Replaced both banks. Car starts up instantly this time but still does out on me. Gonna attempt to change the crankshaft sensor but I'm not exactly too sure where it's located
Old Apr 27, 2017 | 04:44 AM
  #34  
Prophecy99's Avatar
Senior Member
iTrader: (1)
 
Joined: Mar 2007
Posts: 6,099
From: SE PA
.....sensors, are in a TSB, ...you would have been done with this if you did all 3 OEM already.
Old Apr 27, 2017 | 08:46 AM
  #35  
Tarzan's Avatar
Senior Member
 
Joined: Mar 2002
Posts: 1,114
From: Ontario, Canada
Read the codes it throws before it dies!
Reading codes must be the 1st step when dealing with OBD II enabled cars.
Clear the pending code, start the engine, if it dies, read the new code it throws.
Old Apr 27, 2017 | 08:49 PM
  #36  
mo neenja31's Avatar
Thread Starter
Junior Member
 
Joined: Apr 2015
Posts: 71
From: NY
Originally Posted by MichMaxFan
To the OP...

I don't understand why you:
A. Didn't do as suggested and get Hitachi oem parts from Rockauto at about half of what you paid.
B. Why you aren't pursuing the code that apparently you have from the old sensor. Somebody responded to you about a code you had???
C. Why you don't replace all 3 sensors since you have all 3 new sensors...then see what happens?

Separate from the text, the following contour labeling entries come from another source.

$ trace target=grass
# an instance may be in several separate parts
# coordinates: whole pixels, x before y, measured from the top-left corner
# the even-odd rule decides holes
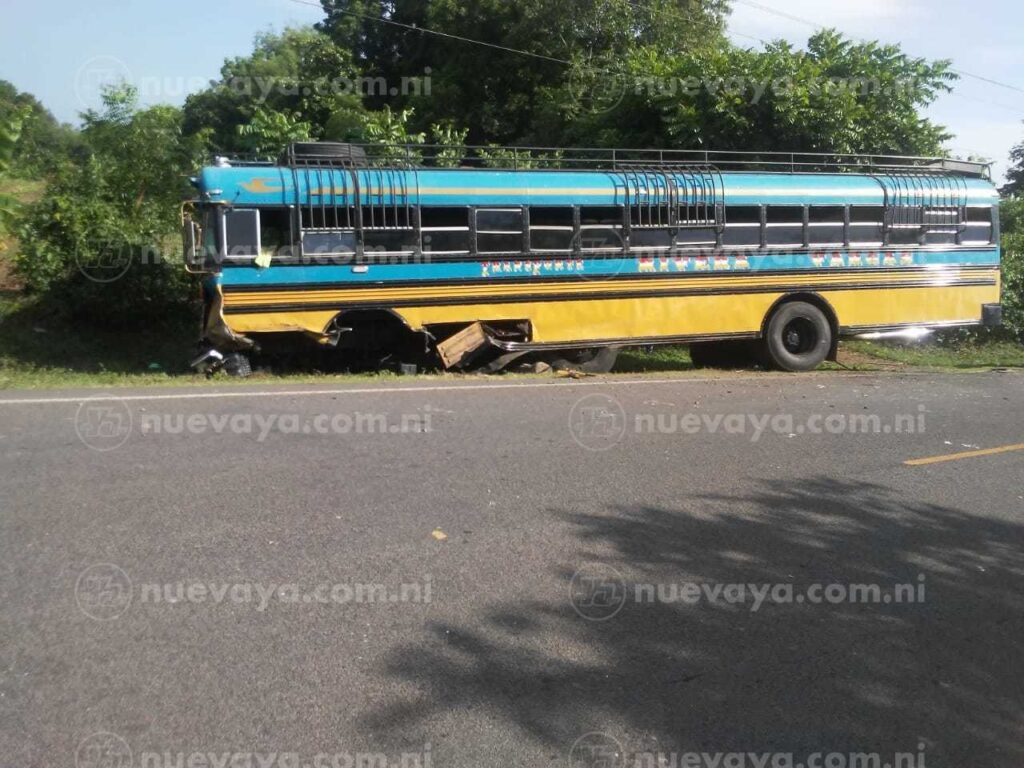
[[[896,362],[923,369],[1024,368],[1024,345],[1011,341],[974,344],[967,342],[938,344],[935,341],[918,344],[883,344],[849,341],[844,344],[844,349],[858,358],[866,356],[876,362]]]
[[[0,389],[50,389],[121,386],[208,386],[208,380],[188,368],[197,329],[184,322],[164,329],[99,331],[70,326],[16,292],[0,292]],[[914,345],[845,341],[840,365],[825,369],[978,370],[1024,368],[1024,346],[1010,342],[985,344]],[[621,374],[666,374],[693,370],[684,346],[623,350],[615,366]],[[282,373],[260,373],[244,380],[330,383],[381,380],[377,374],[321,373],[312,368]],[[444,377],[453,375],[442,374]],[[243,380],[219,376],[221,383]]]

This issue seems to be spinning in circles with no forward movement except the bolt issue, now. I'm not good with solving those types of issues.

PB Blaster is your friend. Buy a can. I've grown to love using it. It helps a TON.
- when the suggestion to buy the Hitachi parts was made, I already had the parts. I needed to fix the car asap (but haven't been able to)

- I̶ ̶h̶a̶v̶e̶ ̶p̶u̶r̶s̶u̶e̶d̶ ̶t̶h̶e̶ ̶c̶o̶d̶e̶,̶ ̶w̶h̶i̶c̶h̶ ̶i̶s̶ ̶w̶h̶y̶ ̶I̶ ̶b̶o̶u̶g̶h̶t̶ ̶t̶h̶e̶ ̶s̶e̶n̶s̶o̶r̶s̶ ̶i̶n̶ ̶t̶h̶e̶ ̶f̶i̶r̶s̶t̶ ̶p̶l̶a̶c̶e̶.̶ ̶M̶y̶ ̶m̶e̶c̶h̶a̶n̶i̶c̶ ̶t̶o̶l̶d̶ ̶m̶e̶ ̶t̶o̶ ̶b̶u̶y̶ ̶t̶h̶e̶ ̶s̶e̶n̶s̶o̶r̶s̶

- I'm going to try to replace the crank sensor when it's not raining out. Does anyone have a good picture of the location of this btw? I found a diagram but it's not too helpful


EDIT: Just saw the other posts about pursuing the code it throws now, I'll have to cop an OBII scanner

Last edited by mo neenja31; Apr 27, 2017 at 08:54 PM.
Old Apr 28, 2017 | 07:11 AM
  #37  
Tarzan's Avatar
Senior Member
 
Joined: Mar 2002
Posts: 1,114
From: Ontario, Canada
Watch this video, youtube and google can be quite helpful!

Old Apr 28, 2017 | 07:35 AM
  #38  
Prophecy99's Avatar
Senior Member
iTrader: (1)
 
Joined: Mar 2007
Posts: 6,099
From: SE PA
nice video ! i wish i saw this before i had a shop do it, luckly the shop was reasonable w the ease of it.
Old Apr 28, 2017 | 11:50 PM
  #39  
mo neenja31's Avatar
Thread Starter
Junior Member
 
Joined: Apr 2015
Posts: 71
From: NY
Originally Posted by Tarzan
Watch this video, youtube and google can be quite helpful!

https://www.youtube.com/watch?v=rtR5zvqwOpo
I saw that video and noticed the repair is done on a Quest. I didn't think the crank shaft sensor would be in the same location but I'll have to see for my self
Old Apr 29, 2017 | 09:25 PM
  #40  
mo neenja31's Avatar
Thread Starter
Junior Member
 
Joined: Apr 2015
Posts: 71
From: NY
Bought a OBII scanner, cleared the codes for the cam position sensors and the car starts and runs! Still getting some other codes. I got P0113 & P0113, so hopefully cleaning the MAF sensor as someone else suggested

Last edited by mo neenja31; Apr 29, 2017 at 09:28 PM.



All times are GMT -7. The time now is 03:54 PM.